He pounded on the lock and shouted, though it was useless. Inside, they couldn't hear him. The noise frightened a little red bird which had been hovering nearby. It flew around his head, squawking shrilly.
Alsint scowled at it. It reminded him unpleasantly of the park. If he hadn't gone there, he'd be safe inside the ship. True, parks were rare, and people who went to them even more rare. After so many months in the ship, it had been a great temptation—for him, not the others. No one else had been interested.
Now he had to get in. A tremor ran through the hull and he realized how urgent it was. A little more of this and he would be caught under the rockets.
The airlock was smooth, but he located the approximate latching point on the outside and stripped off the watch, holding it against the ship by the band. He tried to remember and thought the face should be turned inward. He held it that way and hoped he was right. He closed his eyes and swung hard with his fist.

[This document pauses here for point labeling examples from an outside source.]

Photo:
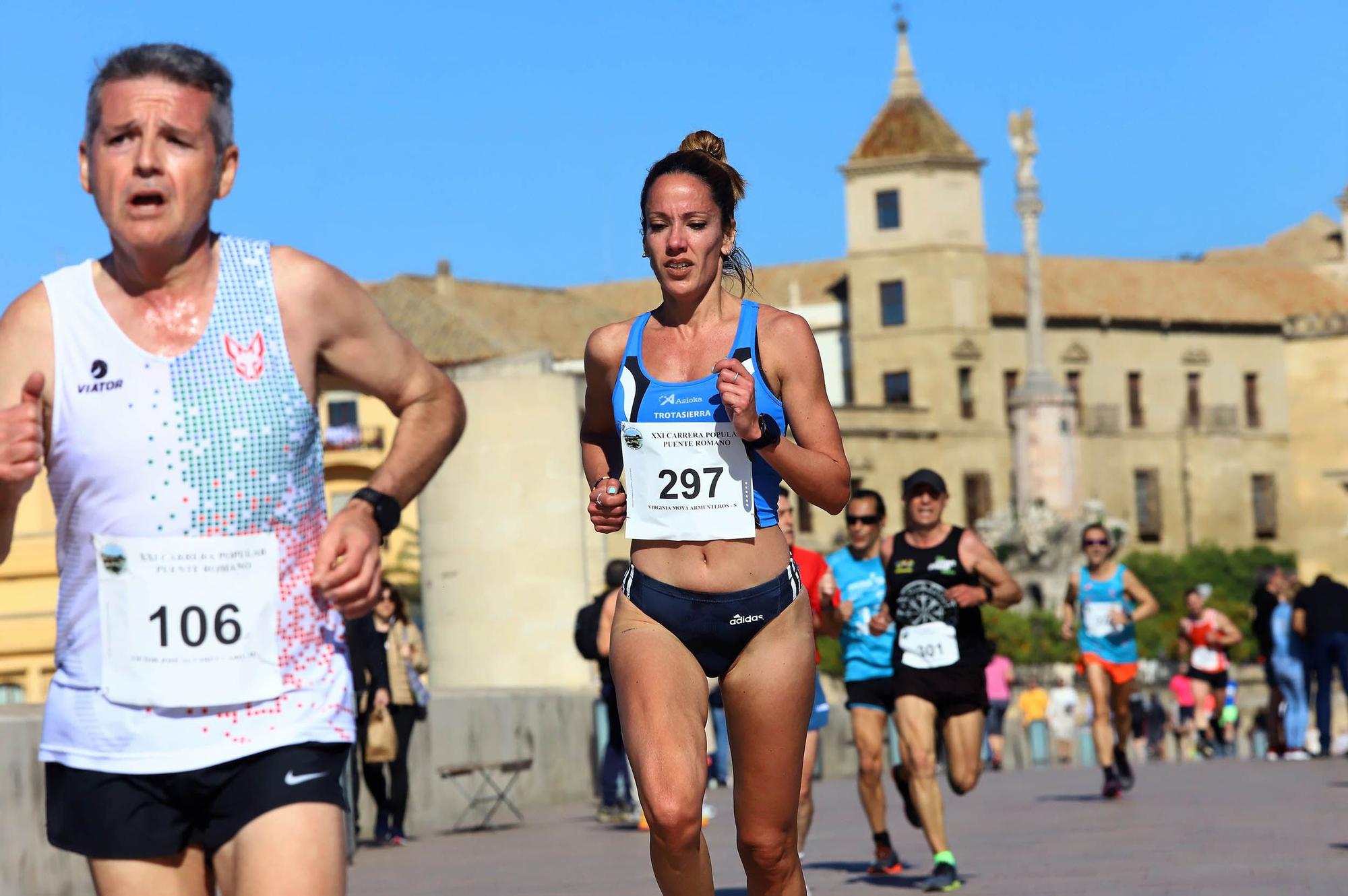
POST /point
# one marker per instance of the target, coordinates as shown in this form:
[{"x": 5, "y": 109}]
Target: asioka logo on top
[
  {"x": 669, "y": 398},
  {"x": 249, "y": 362}
]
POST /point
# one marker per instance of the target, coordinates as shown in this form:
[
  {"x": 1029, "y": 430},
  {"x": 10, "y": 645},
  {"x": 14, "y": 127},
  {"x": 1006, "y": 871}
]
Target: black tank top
[{"x": 915, "y": 591}]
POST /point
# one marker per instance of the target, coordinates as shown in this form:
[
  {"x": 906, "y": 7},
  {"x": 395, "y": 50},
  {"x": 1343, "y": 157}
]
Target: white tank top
[{"x": 219, "y": 441}]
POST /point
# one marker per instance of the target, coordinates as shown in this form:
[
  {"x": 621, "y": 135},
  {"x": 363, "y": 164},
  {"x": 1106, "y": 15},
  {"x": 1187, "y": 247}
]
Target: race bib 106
[
  {"x": 189, "y": 622},
  {"x": 687, "y": 482}
]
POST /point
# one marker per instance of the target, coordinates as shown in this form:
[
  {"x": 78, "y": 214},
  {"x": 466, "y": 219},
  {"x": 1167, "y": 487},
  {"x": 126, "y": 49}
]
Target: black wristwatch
[
  {"x": 770, "y": 435},
  {"x": 388, "y": 513}
]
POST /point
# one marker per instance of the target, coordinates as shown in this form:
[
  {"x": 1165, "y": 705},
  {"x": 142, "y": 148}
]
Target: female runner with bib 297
[{"x": 692, "y": 399}]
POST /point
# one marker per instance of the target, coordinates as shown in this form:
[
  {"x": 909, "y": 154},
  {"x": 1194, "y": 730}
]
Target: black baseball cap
[{"x": 924, "y": 478}]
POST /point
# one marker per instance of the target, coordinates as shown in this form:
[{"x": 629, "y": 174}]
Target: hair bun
[{"x": 707, "y": 142}]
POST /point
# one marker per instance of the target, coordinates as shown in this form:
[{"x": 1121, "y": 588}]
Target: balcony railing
[
  {"x": 1215, "y": 418},
  {"x": 1101, "y": 420},
  {"x": 353, "y": 439}
]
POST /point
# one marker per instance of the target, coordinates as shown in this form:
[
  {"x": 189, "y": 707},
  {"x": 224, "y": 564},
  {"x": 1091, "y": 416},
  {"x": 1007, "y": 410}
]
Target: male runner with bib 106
[
  {"x": 202, "y": 711},
  {"x": 938, "y": 580}
]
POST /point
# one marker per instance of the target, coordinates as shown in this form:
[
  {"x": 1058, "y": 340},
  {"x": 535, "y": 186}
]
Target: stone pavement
[{"x": 1229, "y": 828}]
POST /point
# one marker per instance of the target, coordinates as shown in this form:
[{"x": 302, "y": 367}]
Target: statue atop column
[{"x": 1021, "y": 126}]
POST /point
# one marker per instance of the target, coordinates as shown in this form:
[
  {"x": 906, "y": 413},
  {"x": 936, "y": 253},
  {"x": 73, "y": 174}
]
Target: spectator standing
[
  {"x": 406, "y": 661},
  {"x": 1000, "y": 673},
  {"x": 1035, "y": 708},
  {"x": 1138, "y": 717},
  {"x": 1320, "y": 616},
  {"x": 1183, "y": 689},
  {"x": 1287, "y": 660},
  {"x": 1157, "y": 727},
  {"x": 370, "y": 685},
  {"x": 1063, "y": 720},
  {"x": 1269, "y": 583}
]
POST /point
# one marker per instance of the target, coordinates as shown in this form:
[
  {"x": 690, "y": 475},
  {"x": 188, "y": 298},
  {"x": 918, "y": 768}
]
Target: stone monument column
[
  {"x": 1342, "y": 201},
  {"x": 1044, "y": 421}
]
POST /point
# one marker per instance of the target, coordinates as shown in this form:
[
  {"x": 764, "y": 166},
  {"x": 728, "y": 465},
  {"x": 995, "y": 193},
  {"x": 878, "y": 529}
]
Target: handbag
[
  {"x": 421, "y": 695},
  {"x": 381, "y": 738}
]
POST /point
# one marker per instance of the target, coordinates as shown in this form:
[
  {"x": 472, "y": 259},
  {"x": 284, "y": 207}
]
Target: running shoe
[
  {"x": 886, "y": 863},
  {"x": 943, "y": 881},
  {"x": 911, "y": 810},
  {"x": 1121, "y": 762}
]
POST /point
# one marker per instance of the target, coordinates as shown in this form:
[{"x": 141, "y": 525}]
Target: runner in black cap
[{"x": 938, "y": 577}]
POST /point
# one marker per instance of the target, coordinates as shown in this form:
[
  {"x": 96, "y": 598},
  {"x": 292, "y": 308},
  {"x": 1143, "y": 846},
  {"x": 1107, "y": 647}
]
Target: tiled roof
[
  {"x": 1314, "y": 242},
  {"x": 1176, "y": 292},
  {"x": 911, "y": 129},
  {"x": 479, "y": 321}
]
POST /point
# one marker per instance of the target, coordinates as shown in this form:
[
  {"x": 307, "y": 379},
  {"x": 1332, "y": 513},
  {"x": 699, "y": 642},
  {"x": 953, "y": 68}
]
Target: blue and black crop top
[{"x": 640, "y": 398}]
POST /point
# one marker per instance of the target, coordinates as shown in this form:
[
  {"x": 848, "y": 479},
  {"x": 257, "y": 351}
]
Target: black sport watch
[
  {"x": 770, "y": 435},
  {"x": 388, "y": 513}
]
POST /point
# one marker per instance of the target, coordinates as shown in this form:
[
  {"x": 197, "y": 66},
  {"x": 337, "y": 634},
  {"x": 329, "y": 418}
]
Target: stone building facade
[{"x": 1211, "y": 402}]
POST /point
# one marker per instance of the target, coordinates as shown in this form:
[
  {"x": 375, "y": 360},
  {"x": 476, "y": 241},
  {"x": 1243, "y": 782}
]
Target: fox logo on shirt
[{"x": 249, "y": 362}]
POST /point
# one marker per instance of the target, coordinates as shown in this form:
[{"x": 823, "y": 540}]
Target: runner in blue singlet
[
  {"x": 858, "y": 577},
  {"x": 691, "y": 401},
  {"x": 1111, "y": 600}
]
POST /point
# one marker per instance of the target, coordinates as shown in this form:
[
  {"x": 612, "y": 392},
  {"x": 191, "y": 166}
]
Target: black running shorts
[
  {"x": 1217, "y": 681},
  {"x": 954, "y": 691},
  {"x": 111, "y": 816},
  {"x": 871, "y": 693}
]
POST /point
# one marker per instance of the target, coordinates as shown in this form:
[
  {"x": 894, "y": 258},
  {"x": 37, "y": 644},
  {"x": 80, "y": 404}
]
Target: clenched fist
[{"x": 22, "y": 439}]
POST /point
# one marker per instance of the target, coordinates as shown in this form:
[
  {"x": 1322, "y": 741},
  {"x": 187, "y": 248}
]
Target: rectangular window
[
  {"x": 966, "y": 393},
  {"x": 978, "y": 497},
  {"x": 897, "y": 389},
  {"x": 888, "y": 210},
  {"x": 893, "y": 312},
  {"x": 343, "y": 413},
  {"x": 1194, "y": 404},
  {"x": 343, "y": 425},
  {"x": 1253, "y": 420},
  {"x": 1265, "y": 492},
  {"x": 1136, "y": 418},
  {"x": 1146, "y": 490},
  {"x": 1075, "y": 387}
]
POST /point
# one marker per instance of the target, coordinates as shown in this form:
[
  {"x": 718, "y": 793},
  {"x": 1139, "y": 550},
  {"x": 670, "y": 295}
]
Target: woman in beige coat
[{"x": 405, "y": 653}]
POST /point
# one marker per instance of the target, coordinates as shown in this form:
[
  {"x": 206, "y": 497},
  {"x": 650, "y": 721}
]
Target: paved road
[{"x": 1231, "y": 828}]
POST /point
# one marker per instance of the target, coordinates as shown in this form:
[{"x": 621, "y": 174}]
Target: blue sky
[{"x": 513, "y": 138}]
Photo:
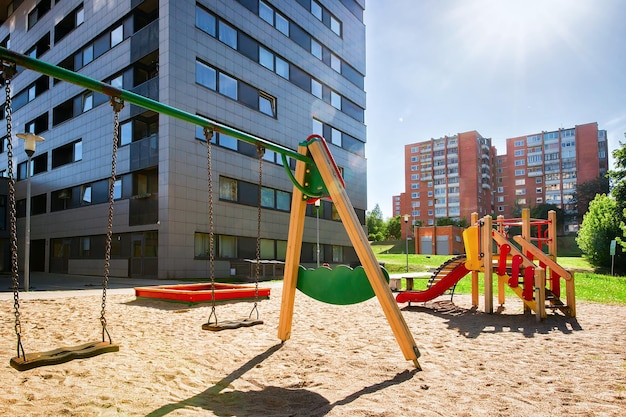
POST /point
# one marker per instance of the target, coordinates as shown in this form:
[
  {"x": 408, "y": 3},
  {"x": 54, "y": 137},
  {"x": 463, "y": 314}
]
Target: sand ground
[{"x": 340, "y": 360}]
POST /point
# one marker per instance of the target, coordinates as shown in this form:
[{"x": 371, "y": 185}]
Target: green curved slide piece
[{"x": 341, "y": 285}]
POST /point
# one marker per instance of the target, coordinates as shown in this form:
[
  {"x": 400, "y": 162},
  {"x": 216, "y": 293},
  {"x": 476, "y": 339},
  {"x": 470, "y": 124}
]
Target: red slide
[{"x": 437, "y": 289}]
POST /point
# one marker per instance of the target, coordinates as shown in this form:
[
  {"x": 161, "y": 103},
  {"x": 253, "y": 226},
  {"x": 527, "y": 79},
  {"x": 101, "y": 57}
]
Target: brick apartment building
[{"x": 453, "y": 176}]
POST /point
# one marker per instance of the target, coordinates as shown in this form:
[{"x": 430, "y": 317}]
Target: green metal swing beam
[{"x": 141, "y": 101}]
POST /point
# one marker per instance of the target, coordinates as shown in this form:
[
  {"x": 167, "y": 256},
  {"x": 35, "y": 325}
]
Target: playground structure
[
  {"x": 316, "y": 176},
  {"x": 527, "y": 266}
]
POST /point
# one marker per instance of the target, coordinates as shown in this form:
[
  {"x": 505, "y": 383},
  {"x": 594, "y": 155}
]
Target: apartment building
[
  {"x": 448, "y": 177},
  {"x": 278, "y": 70},
  {"x": 546, "y": 167},
  {"x": 457, "y": 175}
]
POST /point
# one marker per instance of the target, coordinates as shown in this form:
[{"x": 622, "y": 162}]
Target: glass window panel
[
  {"x": 282, "y": 68},
  {"x": 87, "y": 102},
  {"x": 318, "y": 127},
  {"x": 228, "y": 86},
  {"x": 316, "y": 49},
  {"x": 266, "y": 58},
  {"x": 282, "y": 24},
  {"x": 335, "y": 136},
  {"x": 228, "y": 189},
  {"x": 228, "y": 35},
  {"x": 205, "y": 75},
  {"x": 205, "y": 21},
  {"x": 266, "y": 105},
  {"x": 335, "y": 63},
  {"x": 335, "y": 25},
  {"x": 117, "y": 35},
  {"x": 267, "y": 197},
  {"x": 78, "y": 150},
  {"x": 117, "y": 189},
  {"x": 80, "y": 16},
  {"x": 283, "y": 200},
  {"x": 267, "y": 249},
  {"x": 335, "y": 100},
  {"x": 126, "y": 133},
  {"x": 266, "y": 12},
  {"x": 228, "y": 142},
  {"x": 316, "y": 9},
  {"x": 316, "y": 88},
  {"x": 87, "y": 55},
  {"x": 227, "y": 246}
]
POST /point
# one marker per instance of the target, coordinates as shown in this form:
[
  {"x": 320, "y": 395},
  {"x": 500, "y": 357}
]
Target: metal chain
[
  {"x": 260, "y": 152},
  {"x": 7, "y": 74},
  {"x": 208, "y": 135},
  {"x": 117, "y": 104}
]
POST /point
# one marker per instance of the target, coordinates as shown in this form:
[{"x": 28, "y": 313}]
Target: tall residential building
[
  {"x": 455, "y": 176},
  {"x": 547, "y": 167},
  {"x": 449, "y": 177},
  {"x": 278, "y": 70}
]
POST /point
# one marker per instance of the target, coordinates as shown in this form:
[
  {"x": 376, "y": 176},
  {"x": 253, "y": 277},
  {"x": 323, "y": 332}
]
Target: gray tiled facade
[{"x": 161, "y": 217}]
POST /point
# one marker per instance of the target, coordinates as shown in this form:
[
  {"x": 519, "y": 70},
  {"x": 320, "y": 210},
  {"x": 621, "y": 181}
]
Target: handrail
[
  {"x": 141, "y": 101},
  {"x": 538, "y": 253}
]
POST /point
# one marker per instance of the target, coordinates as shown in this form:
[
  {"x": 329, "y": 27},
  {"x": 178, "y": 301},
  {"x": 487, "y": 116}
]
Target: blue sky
[{"x": 505, "y": 68}]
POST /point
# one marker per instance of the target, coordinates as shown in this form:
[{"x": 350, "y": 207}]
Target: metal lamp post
[
  {"x": 30, "y": 143},
  {"x": 318, "y": 202},
  {"x": 406, "y": 222}
]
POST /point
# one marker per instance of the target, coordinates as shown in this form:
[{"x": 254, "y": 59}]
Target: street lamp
[
  {"x": 30, "y": 143},
  {"x": 406, "y": 221},
  {"x": 318, "y": 202}
]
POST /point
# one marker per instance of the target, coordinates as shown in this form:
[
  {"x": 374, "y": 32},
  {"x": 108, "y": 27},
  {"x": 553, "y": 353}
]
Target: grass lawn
[{"x": 590, "y": 286}]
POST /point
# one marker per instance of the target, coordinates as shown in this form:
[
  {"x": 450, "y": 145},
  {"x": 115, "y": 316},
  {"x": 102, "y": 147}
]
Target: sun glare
[{"x": 516, "y": 31}]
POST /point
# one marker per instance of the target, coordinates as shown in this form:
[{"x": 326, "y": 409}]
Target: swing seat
[
  {"x": 341, "y": 285},
  {"x": 231, "y": 324},
  {"x": 62, "y": 355}
]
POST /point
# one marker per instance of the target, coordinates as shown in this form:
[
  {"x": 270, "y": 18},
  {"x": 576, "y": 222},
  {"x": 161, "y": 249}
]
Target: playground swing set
[
  {"x": 527, "y": 265},
  {"x": 316, "y": 176}
]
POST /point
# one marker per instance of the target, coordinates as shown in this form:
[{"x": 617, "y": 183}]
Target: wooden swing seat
[
  {"x": 230, "y": 324},
  {"x": 62, "y": 355}
]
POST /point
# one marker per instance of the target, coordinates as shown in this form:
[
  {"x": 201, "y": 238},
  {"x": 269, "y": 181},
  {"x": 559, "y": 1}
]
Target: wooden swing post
[{"x": 337, "y": 192}]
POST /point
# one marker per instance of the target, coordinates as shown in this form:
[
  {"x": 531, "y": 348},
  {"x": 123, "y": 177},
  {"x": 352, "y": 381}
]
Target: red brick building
[{"x": 454, "y": 176}]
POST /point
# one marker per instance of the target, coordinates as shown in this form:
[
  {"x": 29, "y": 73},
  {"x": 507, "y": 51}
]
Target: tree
[
  {"x": 394, "y": 227},
  {"x": 376, "y": 227},
  {"x": 601, "y": 224},
  {"x": 587, "y": 191},
  {"x": 618, "y": 177}
]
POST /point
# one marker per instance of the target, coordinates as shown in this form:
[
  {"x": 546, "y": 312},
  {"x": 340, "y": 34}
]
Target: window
[
  {"x": 66, "y": 154},
  {"x": 228, "y": 34},
  {"x": 316, "y": 10},
  {"x": 266, "y": 58},
  {"x": 117, "y": 35},
  {"x": 282, "y": 68},
  {"x": 86, "y": 194},
  {"x": 228, "y": 86},
  {"x": 266, "y": 13},
  {"x": 267, "y": 104},
  {"x": 282, "y": 24},
  {"x": 228, "y": 189},
  {"x": 205, "y": 21},
  {"x": 335, "y": 25},
  {"x": 316, "y": 88},
  {"x": 335, "y": 100},
  {"x": 335, "y": 63},
  {"x": 316, "y": 49},
  {"x": 206, "y": 75},
  {"x": 227, "y": 246},
  {"x": 202, "y": 245},
  {"x": 87, "y": 101}
]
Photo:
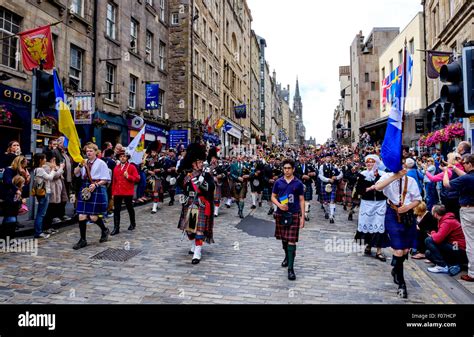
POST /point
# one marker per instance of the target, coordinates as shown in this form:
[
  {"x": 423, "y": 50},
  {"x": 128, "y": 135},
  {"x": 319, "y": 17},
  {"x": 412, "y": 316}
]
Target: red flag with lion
[{"x": 37, "y": 48}]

His hand exploded with pain and he could feel the flash on his face. The energy, which was sufficient to drive the instrument for a thousand years, dissipated in much less than a second. An instant later the hand which held the strap reacted to the heat. He dropped the useless watch and opened his eyes.
He had figured it right and he was also lucky. The energy had turned inward, as he had hoped, otherwise he'd have no hand, and the latching mechanism had been destroyed. The resulting heat had buckled the plate outward. The hull was trembling with greater violence as the takeoff rockets warmed up.
The airlock was still very hot. His fingers sizzled as he grasped the curled edge and pulled out. It moved a little. He shifted his hands for a better grip and heaved. It opened.
He scrambled inside and shut it behind him, latching it with the emergency device. Close, but it didn't matter as long as he'd made it. The ship began to rise and the acceleration forced him to kneel in the passageway between the outer and inner lock. He kept thinking of the little red bird he'd seen outside. Burned, no doubt, as he would have been.
Finally the rockets stopped and the heaviness disappeared. They were out of the atmosphere and hence the ship had shifted to interstellar drive. The heat from the rockets began to abate. He was grateful for that.